ぶらぶら★アフリック

アフリカ・プロモーター、ンボテ★飯村がお送りする100%アフリカ仏族ぶらぶらトーク!

アフリカのエレベーター事情(2)~決死の乗降

2016-10-08 15:30:50 | ぶらぶらアフリカ論
第一回目を送りしてからタイミングが合わずしばらくぶりの話題、「アフリカのエレベーター事情」。

アフリカのエレベーター事情、第一回はこちら↓
「動かなければただのハコ」

きょうもエレベーターにまつわるエピソードについて続けてみたい。


コートジボワール・アビジャンの中心部、Plateau地区。かつての町の中心地はいまでも行政やビジネスの発信地。その中心部に格式ある古ぼけたオフィスビル、仮に「Aルファ2000」としておこう。命名から当時、21世紀を夢見たのだろう。その2000年はすでにいまでは16年も昔の話だ。年季が時の流れを教えてくれる。

さてこの建物、確か6基くらいエレベーターがある。しかしその2~3基くらいはいつも故障だ。朝晩の時間はエレベーターに乗るのが一苦労だ。
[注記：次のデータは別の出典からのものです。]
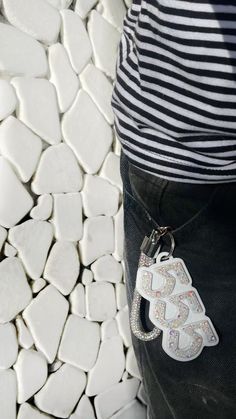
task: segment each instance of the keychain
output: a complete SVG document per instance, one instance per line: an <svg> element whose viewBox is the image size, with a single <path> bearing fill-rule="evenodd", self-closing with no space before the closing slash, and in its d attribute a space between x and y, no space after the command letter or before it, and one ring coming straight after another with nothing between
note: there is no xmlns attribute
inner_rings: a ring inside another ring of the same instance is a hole
<svg viewBox="0 0 236 419"><path fill-rule="evenodd" d="M160 239L168 234L170 252L160 252ZM134 335L144 341L162 333L162 348L177 361L197 358L205 346L214 346L219 337L192 278L181 258L173 257L174 237L170 227L152 230L145 236L136 275L136 287L131 307L130 324ZM153 330L146 332L141 325L141 299L149 301L149 318Z"/></svg>

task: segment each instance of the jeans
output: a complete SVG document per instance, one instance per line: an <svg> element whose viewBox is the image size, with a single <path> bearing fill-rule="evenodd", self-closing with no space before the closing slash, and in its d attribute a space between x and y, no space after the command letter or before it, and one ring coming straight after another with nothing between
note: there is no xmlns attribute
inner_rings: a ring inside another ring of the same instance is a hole
<svg viewBox="0 0 236 419"><path fill-rule="evenodd" d="M161 337L146 342L131 333L149 418L236 418L236 183L169 181L140 170L123 149L120 174L129 313L143 238L157 225L170 225L173 256L184 260L220 339L180 362L163 351ZM169 251L168 236L162 242L161 250ZM151 330L148 304L143 300L141 317Z"/></svg>

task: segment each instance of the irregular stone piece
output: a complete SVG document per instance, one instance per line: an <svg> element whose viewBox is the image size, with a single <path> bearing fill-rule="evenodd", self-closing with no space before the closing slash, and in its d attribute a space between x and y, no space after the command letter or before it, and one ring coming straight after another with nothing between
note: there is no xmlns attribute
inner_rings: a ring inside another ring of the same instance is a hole
<svg viewBox="0 0 236 419"><path fill-rule="evenodd" d="M24 320L20 316L17 316L16 318L16 328L20 346L22 346L24 349L31 348L31 346L34 344L34 340L28 327L26 327Z"/></svg>
<svg viewBox="0 0 236 419"><path fill-rule="evenodd" d="M86 394L81 397L75 412L70 416L70 419L82 418L95 419L93 406Z"/></svg>
<svg viewBox="0 0 236 419"><path fill-rule="evenodd" d="M110 151L102 165L99 175L117 186L122 192L122 179L120 174L120 156Z"/></svg>
<svg viewBox="0 0 236 419"><path fill-rule="evenodd" d="M62 362L59 359L55 359L55 361L48 366L49 372L55 372L62 366Z"/></svg>
<svg viewBox="0 0 236 419"><path fill-rule="evenodd" d="M32 208L30 215L35 220L47 220L52 213L52 196L43 194L38 197L36 207Z"/></svg>
<svg viewBox="0 0 236 419"><path fill-rule="evenodd" d="M115 215L118 211L119 189L101 176L85 174L81 195L86 217Z"/></svg>
<svg viewBox="0 0 236 419"><path fill-rule="evenodd" d="M80 193L53 194L52 222L57 240L78 241L83 235L83 209Z"/></svg>
<svg viewBox="0 0 236 419"><path fill-rule="evenodd" d="M2 120L16 108L16 94L7 80L0 80L0 97L0 120Z"/></svg>
<svg viewBox="0 0 236 419"><path fill-rule="evenodd" d="M97 2L98 0L76 0L75 12L80 15L81 19L85 19Z"/></svg>
<svg viewBox="0 0 236 419"><path fill-rule="evenodd" d="M139 403L137 400L133 400L123 409L119 410L115 415L111 416L111 419L146 419L146 407Z"/></svg>
<svg viewBox="0 0 236 419"><path fill-rule="evenodd" d="M35 281L32 281L31 287L33 293L38 293L41 291L45 286L47 285L47 282L43 278L38 278Z"/></svg>
<svg viewBox="0 0 236 419"><path fill-rule="evenodd" d="M4 259L0 263L0 323L12 320L31 299L31 288L20 259Z"/></svg>
<svg viewBox="0 0 236 419"><path fill-rule="evenodd" d="M76 283L79 268L80 262L75 244L58 241L49 253L43 276L63 295L68 295Z"/></svg>
<svg viewBox="0 0 236 419"><path fill-rule="evenodd" d="M81 277L82 283L84 285L89 285L93 281L93 273L90 269L84 268Z"/></svg>
<svg viewBox="0 0 236 419"><path fill-rule="evenodd" d="M33 77L14 77L11 83L19 99L17 117L47 143L58 144L61 128L53 84Z"/></svg>
<svg viewBox="0 0 236 419"><path fill-rule="evenodd" d="M16 361L18 342L13 323L0 325L0 369L10 368Z"/></svg>
<svg viewBox="0 0 236 419"><path fill-rule="evenodd" d="M56 42L60 30L60 14L44 0L2 0L3 13L18 29L45 44Z"/></svg>
<svg viewBox="0 0 236 419"><path fill-rule="evenodd" d="M88 372L85 391L87 396L100 394L118 383L122 377L124 365L125 356L121 337L114 336L104 340L101 343L96 364Z"/></svg>
<svg viewBox="0 0 236 419"><path fill-rule="evenodd" d="M44 269L53 228L47 221L27 220L9 230L8 240L16 247L28 275L39 278Z"/></svg>
<svg viewBox="0 0 236 419"><path fill-rule="evenodd" d="M66 384L66 385L65 385ZM69 364L63 364L51 374L34 396L36 406L44 412L60 418L68 418L78 402L86 384L83 371Z"/></svg>
<svg viewBox="0 0 236 419"><path fill-rule="evenodd" d="M95 364L100 343L98 323L70 314L65 324L58 357L84 371Z"/></svg>
<svg viewBox="0 0 236 419"><path fill-rule="evenodd" d="M14 26L0 22L0 72L8 76L44 77L48 63L43 46Z"/></svg>
<svg viewBox="0 0 236 419"><path fill-rule="evenodd" d="M98 419L109 419L123 406L130 403L137 394L139 380L131 378L115 384L94 399ZM134 417L135 416L131 416Z"/></svg>
<svg viewBox="0 0 236 419"><path fill-rule="evenodd" d="M17 250L9 243L5 243L4 246L4 255L7 257L12 257L17 255Z"/></svg>
<svg viewBox="0 0 236 419"><path fill-rule="evenodd" d="M96 173L112 144L112 129L83 89L62 117L62 132L84 171Z"/></svg>
<svg viewBox="0 0 236 419"><path fill-rule="evenodd" d="M2 419L16 419L16 375L12 369L0 371L0 406Z"/></svg>
<svg viewBox="0 0 236 419"><path fill-rule="evenodd" d="M32 208L33 198L18 180L8 161L0 156L0 224L10 228Z"/></svg>
<svg viewBox="0 0 236 419"><path fill-rule="evenodd" d="M11 115L0 126L0 152L11 162L22 182L28 182L38 164L42 141Z"/></svg>
<svg viewBox="0 0 236 419"><path fill-rule="evenodd" d="M17 419L52 419L52 416L39 412L38 409L32 407L29 403L20 405Z"/></svg>
<svg viewBox="0 0 236 419"><path fill-rule="evenodd" d="M31 187L37 195L81 189L82 170L68 145L62 143L44 150Z"/></svg>
<svg viewBox="0 0 236 419"><path fill-rule="evenodd" d="M92 43L95 66L108 77L115 79L120 32L96 10L91 11L87 28Z"/></svg>
<svg viewBox="0 0 236 419"><path fill-rule="evenodd" d="M139 390L138 390L137 397L139 398L139 400L140 400L143 404L145 404L145 405L147 405L147 404L148 404L148 402L147 402L147 395L146 395L146 392L145 392L145 389L144 389L144 385L143 385L143 383L142 383L142 382L140 383L140 386L139 386Z"/></svg>
<svg viewBox="0 0 236 419"><path fill-rule="evenodd" d="M123 1L123 0L121 0ZM114 123L111 107L113 86L104 73L95 65L88 64L79 75L82 87L91 96L109 124Z"/></svg>
<svg viewBox="0 0 236 419"><path fill-rule="evenodd" d="M121 204L114 218L115 226L115 250L113 256L121 261L124 255L124 206Z"/></svg>
<svg viewBox="0 0 236 419"><path fill-rule="evenodd" d="M114 251L114 227L111 217L100 215L86 218L83 237L79 241L79 253L83 265Z"/></svg>
<svg viewBox="0 0 236 419"><path fill-rule="evenodd" d="M85 317L85 292L83 284L79 283L70 293L71 312L79 317Z"/></svg>
<svg viewBox="0 0 236 419"><path fill-rule="evenodd" d="M142 380L133 346L130 346L126 353L126 370L133 377L137 377L139 380Z"/></svg>
<svg viewBox="0 0 236 419"><path fill-rule="evenodd" d="M123 21L126 14L126 7L123 0L109 1L101 0L102 16L120 32L123 28Z"/></svg>
<svg viewBox="0 0 236 419"><path fill-rule="evenodd" d="M122 310L118 311L116 315L116 320L118 323L118 329L120 335L124 340L125 346L129 347L132 345L131 340L131 331L130 331L130 324L129 324L129 310L128 305L126 305Z"/></svg>
<svg viewBox="0 0 236 419"><path fill-rule="evenodd" d="M61 38L66 48L71 65L80 73L91 58L92 46L86 26L79 15L72 10L62 10Z"/></svg>
<svg viewBox="0 0 236 419"><path fill-rule="evenodd" d="M122 266L112 255L104 255L91 265L91 270L96 281L117 283L122 280Z"/></svg>
<svg viewBox="0 0 236 419"><path fill-rule="evenodd" d="M17 376L17 401L23 403L45 383L47 361L42 353L34 349L21 349L17 362L14 364L14 370Z"/></svg>
<svg viewBox="0 0 236 419"><path fill-rule="evenodd" d="M50 81L54 84L60 112L65 112L71 106L78 88L79 79L74 73L67 52L60 43L51 45L48 49Z"/></svg>
<svg viewBox="0 0 236 419"><path fill-rule="evenodd" d="M0 251L2 249L2 246L7 238L7 230L0 226Z"/></svg>
<svg viewBox="0 0 236 419"><path fill-rule="evenodd" d="M125 284L116 284L116 303L118 310L121 310L128 303Z"/></svg>
<svg viewBox="0 0 236 419"><path fill-rule="evenodd" d="M86 315L89 320L104 321L116 314L114 286L109 282L92 282L86 286Z"/></svg>
<svg viewBox="0 0 236 419"><path fill-rule="evenodd" d="M108 319L101 324L102 340L110 339L118 335L117 322L114 319Z"/></svg>
<svg viewBox="0 0 236 419"><path fill-rule="evenodd" d="M35 346L49 363L55 359L68 310L68 301L53 285L48 285L23 311Z"/></svg>
<svg viewBox="0 0 236 419"><path fill-rule="evenodd" d="M72 0L47 0L56 9L67 9L70 7Z"/></svg>

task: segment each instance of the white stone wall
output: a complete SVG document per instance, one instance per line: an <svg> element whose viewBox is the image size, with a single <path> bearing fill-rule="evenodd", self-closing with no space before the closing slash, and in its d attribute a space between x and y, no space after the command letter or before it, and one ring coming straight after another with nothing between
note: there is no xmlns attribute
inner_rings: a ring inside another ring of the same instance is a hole
<svg viewBox="0 0 236 419"><path fill-rule="evenodd" d="M144 419L111 93L126 0L0 0L0 418Z"/></svg>

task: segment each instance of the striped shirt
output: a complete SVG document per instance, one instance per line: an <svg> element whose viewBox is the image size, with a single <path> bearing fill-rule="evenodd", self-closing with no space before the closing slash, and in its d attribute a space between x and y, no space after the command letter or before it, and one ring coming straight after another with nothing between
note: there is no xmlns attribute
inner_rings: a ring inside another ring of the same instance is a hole
<svg viewBox="0 0 236 419"><path fill-rule="evenodd" d="M236 181L236 5L133 0L111 105L129 161L190 183Z"/></svg>

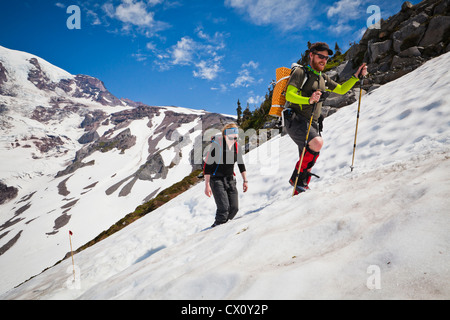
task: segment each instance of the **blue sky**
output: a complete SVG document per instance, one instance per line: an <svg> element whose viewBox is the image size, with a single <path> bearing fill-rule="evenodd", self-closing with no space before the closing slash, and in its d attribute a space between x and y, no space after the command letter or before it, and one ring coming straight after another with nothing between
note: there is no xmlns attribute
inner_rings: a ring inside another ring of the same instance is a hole
<svg viewBox="0 0 450 320"><path fill-rule="evenodd" d="M413 4L419 1L412 1ZM29 0L0 4L0 45L148 105L235 114L259 106L307 41L344 51L359 41L370 5L383 18L403 0ZM70 5L81 29L69 29Z"/></svg>

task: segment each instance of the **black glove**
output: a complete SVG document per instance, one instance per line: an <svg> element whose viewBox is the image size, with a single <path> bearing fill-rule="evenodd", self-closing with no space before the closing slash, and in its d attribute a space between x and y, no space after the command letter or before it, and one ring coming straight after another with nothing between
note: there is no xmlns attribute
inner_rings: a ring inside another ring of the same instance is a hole
<svg viewBox="0 0 450 320"><path fill-rule="evenodd" d="M319 102L324 102L328 98L328 96L330 95L331 92L329 92L329 91L321 91L321 92L322 92L322 95L320 96Z"/></svg>

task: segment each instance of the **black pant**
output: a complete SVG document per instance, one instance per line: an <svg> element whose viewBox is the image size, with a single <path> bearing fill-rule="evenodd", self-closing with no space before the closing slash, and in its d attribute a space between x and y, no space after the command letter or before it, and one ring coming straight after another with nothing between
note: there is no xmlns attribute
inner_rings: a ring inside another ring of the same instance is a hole
<svg viewBox="0 0 450 320"><path fill-rule="evenodd" d="M216 224L233 219L239 210L239 198L234 177L211 177L211 191L216 201Z"/></svg>

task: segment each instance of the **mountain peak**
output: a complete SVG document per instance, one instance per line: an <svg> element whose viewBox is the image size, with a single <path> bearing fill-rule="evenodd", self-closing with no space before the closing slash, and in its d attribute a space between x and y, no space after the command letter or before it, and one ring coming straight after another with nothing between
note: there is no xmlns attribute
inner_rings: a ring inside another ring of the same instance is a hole
<svg viewBox="0 0 450 320"><path fill-rule="evenodd" d="M88 75L71 75L34 55L0 47L0 93L11 97L43 96L50 100L83 99L102 106L127 104ZM83 102L81 101L81 102Z"/></svg>

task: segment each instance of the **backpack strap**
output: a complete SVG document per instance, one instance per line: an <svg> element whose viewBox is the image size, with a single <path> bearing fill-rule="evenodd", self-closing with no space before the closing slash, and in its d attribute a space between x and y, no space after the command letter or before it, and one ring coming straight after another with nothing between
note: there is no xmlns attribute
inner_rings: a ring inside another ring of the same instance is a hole
<svg viewBox="0 0 450 320"><path fill-rule="evenodd" d="M214 170L213 176L216 175L217 169L219 169L220 161L223 161L223 150L222 150L222 140L223 139L219 139L219 140L220 140L220 142L217 142L216 139L213 140L213 143L215 143L215 144L217 144L219 146L219 152L220 152L219 153L220 154L220 156L219 156L219 163L217 164L216 170Z"/></svg>
<svg viewBox="0 0 450 320"><path fill-rule="evenodd" d="M219 140L221 140L221 139L219 139ZM212 137L211 138L211 145L213 144L213 143L215 143L215 144L217 144L218 146L219 146L219 159L221 159L222 158L222 141L220 141L220 143L219 142L217 142L216 141L216 137ZM211 148L211 150L209 150L209 152L207 153L207 155L206 155L206 158L205 158L205 163L203 164L203 174L205 174L205 168L206 168L206 164L208 163L208 159L209 159L209 156L211 155L211 153L212 153L212 151L213 150L215 150L215 148ZM217 166L216 166L216 169L214 170L214 172L213 172L213 176L215 176L216 175L216 172L217 172L217 169L219 169L219 164L220 164L220 160L219 160L219 163L217 164Z"/></svg>
<svg viewBox="0 0 450 320"><path fill-rule="evenodd" d="M303 77L303 83L302 83L301 87L298 88L299 90L302 90L306 81L308 81L308 78L309 78L309 73L308 73L309 70L307 67L302 66L298 63L293 63L291 66L291 75L289 76L289 78L292 76L292 74L294 74L295 70L297 70L298 68L302 68L303 72L305 73L305 76Z"/></svg>
<svg viewBox="0 0 450 320"><path fill-rule="evenodd" d="M308 71L307 71L307 69L305 67L303 67L303 71L305 71L305 76L304 76L302 87L300 88L300 90L303 89L303 87L305 86L306 81L308 81L308 78L309 78Z"/></svg>
<svg viewBox="0 0 450 320"><path fill-rule="evenodd" d="M234 154L234 157L235 157L236 161L238 161L239 147L238 147L237 141L234 143L234 146L236 148L236 153ZM236 176L236 173L234 172L234 170L233 170L233 175Z"/></svg>

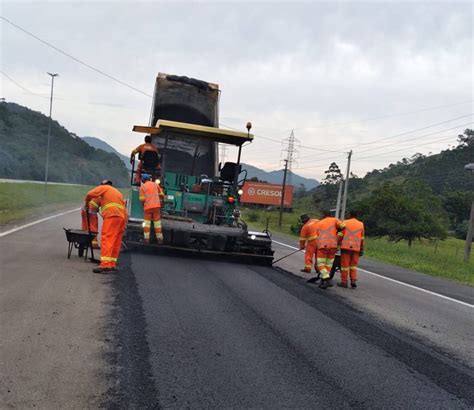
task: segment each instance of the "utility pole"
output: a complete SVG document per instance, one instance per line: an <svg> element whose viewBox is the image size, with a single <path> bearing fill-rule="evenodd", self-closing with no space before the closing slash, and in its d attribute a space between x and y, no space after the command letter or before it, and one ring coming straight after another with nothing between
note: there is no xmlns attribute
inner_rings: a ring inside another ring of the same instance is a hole
<svg viewBox="0 0 474 410"><path fill-rule="evenodd" d="M466 171L474 173L474 163L464 166ZM472 235L474 231L474 200L471 203L471 215L469 217L469 225L467 226L466 248L464 250L464 261L467 262L471 257Z"/></svg>
<svg viewBox="0 0 474 410"><path fill-rule="evenodd" d="M342 197L341 219L346 218L347 191L349 189L349 175L351 172L351 157L352 150L350 150L347 155L346 181L344 183L344 196Z"/></svg>
<svg viewBox="0 0 474 410"><path fill-rule="evenodd" d="M464 261L467 262L471 257L472 231L474 230L474 201L471 204L471 216L469 217L469 225L467 226L466 249L464 251Z"/></svg>
<svg viewBox="0 0 474 410"><path fill-rule="evenodd" d="M283 218L283 205L285 200L285 185L286 185L286 173L288 172L288 160L285 159L285 171L283 172L283 186L281 187L281 202L280 202L280 216L278 217L278 226L281 228L281 220Z"/></svg>
<svg viewBox="0 0 474 410"><path fill-rule="evenodd" d="M339 219L339 214L341 212L341 196L342 196L342 185L343 184L344 184L344 178L341 177L341 181L339 182L339 190L337 192L336 214L334 215L338 219Z"/></svg>
<svg viewBox="0 0 474 410"><path fill-rule="evenodd" d="M48 183L48 168L49 168L49 145L51 141L51 113L53 111L53 89L54 89L54 77L57 77L59 74L48 73L51 76L51 98L49 100L49 125L48 125L48 143L46 146L46 167L44 170L44 184Z"/></svg>

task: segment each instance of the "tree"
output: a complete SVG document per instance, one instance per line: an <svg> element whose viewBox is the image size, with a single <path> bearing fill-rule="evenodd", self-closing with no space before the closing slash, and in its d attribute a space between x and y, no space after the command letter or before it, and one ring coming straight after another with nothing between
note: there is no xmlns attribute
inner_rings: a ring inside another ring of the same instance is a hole
<svg viewBox="0 0 474 410"><path fill-rule="evenodd" d="M342 179L342 172L335 162L331 162L331 165L329 165L329 168L324 173L326 177L321 182L323 185L337 185Z"/></svg>
<svg viewBox="0 0 474 410"><path fill-rule="evenodd" d="M474 144L474 130L469 128L464 130L464 134L458 135L458 142L460 147L467 147Z"/></svg>
<svg viewBox="0 0 474 410"><path fill-rule="evenodd" d="M369 236L387 236L391 241L445 239L446 215L441 201L420 180L385 183L357 206Z"/></svg>

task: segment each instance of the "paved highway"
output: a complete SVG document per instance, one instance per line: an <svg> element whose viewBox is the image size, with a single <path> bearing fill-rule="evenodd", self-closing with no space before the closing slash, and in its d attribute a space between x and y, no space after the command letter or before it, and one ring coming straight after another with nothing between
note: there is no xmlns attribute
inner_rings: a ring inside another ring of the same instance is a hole
<svg viewBox="0 0 474 410"><path fill-rule="evenodd" d="M474 405L472 288L365 262L382 277L322 291L301 254L281 269L123 254L94 275L66 259L78 223L0 238L2 407Z"/></svg>

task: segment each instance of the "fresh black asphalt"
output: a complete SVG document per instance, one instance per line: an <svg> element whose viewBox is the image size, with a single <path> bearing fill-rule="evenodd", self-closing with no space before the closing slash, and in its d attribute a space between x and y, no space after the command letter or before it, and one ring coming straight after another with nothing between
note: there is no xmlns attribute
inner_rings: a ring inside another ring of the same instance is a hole
<svg viewBox="0 0 474 410"><path fill-rule="evenodd" d="M472 408L473 370L285 271L123 254L110 408Z"/></svg>

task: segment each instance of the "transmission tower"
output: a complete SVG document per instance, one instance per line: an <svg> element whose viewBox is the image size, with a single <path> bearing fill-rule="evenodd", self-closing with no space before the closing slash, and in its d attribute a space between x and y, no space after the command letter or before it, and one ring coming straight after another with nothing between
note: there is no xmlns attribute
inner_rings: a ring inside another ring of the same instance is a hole
<svg viewBox="0 0 474 410"><path fill-rule="evenodd" d="M294 130L291 130L291 134L288 138L283 140L285 148L282 150L282 156L288 161L288 183L292 183L293 168L298 166L296 159L298 158L299 151L296 149L300 145L300 141L295 137Z"/></svg>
しかしそこは西アフリカ。列を作るでもなく、気だるくエレベーターの到着を待つ。

「ピンポーン」

あ、エレベーターが来る!待ちに待った箱がドアを開けると、人を吐き出す。そして一斉に乗り込もうと、人がエレベーターに突進する。さながらバーゲンのタイムサービス並みの争奪がある。

しかし、人を乗せ切らないうちにタイムオーバー。箱は強引に扉を閉じて先を急ごうとする。「開く」ボタンを押してもいうことを効かない。体を挟んで、身を賭して止める人。しかし、不幸にもエレベーターは強引に動きだす。扉に挟まれつつも間一髪で難を逃れた男性。しかしそうまでしてチャンスを逃したくない事情があるのだ。


あるとき。満杯になったエレベーター、それでもまだまだ乗り込み、ぎゅうぎゅうになる。
「ビビー!」ブザーがなる。
「あ、重量オーバーだ」
「最後の人降りて」
「わたしはもっとまえからまっていたわ。」
「ヤツの方が重いぞ、ひとりで二人分だ。」

結局最後のご婦人が降り、二人分の男も降りたが、鳴り止まないブザー音。みんな降りてもまだなり続け、結局普通に故障のサインだった。やれやれ、仕方なくみんな階段で上がり始めた。


別の話。この国の省庁の多くは、高層の合同庁舎に入っている。ある日、保健省で大臣主催の会議が行われることになったが、その会議室は17階にある。エレベーターホールに来ると、お決まりの故障。気合を入れて階段を登る。

「保健省なだけに運動は体にいいってことか?!」

そして大きな会合の冒頭、チャキチャキの女性大臣が冗談まじりでスピーチ。
「メダム、メッシュー、ボンジュール。今日はわが省が抱える第一の困難、エレベーター問題について触れないわけにはいかない・・・。」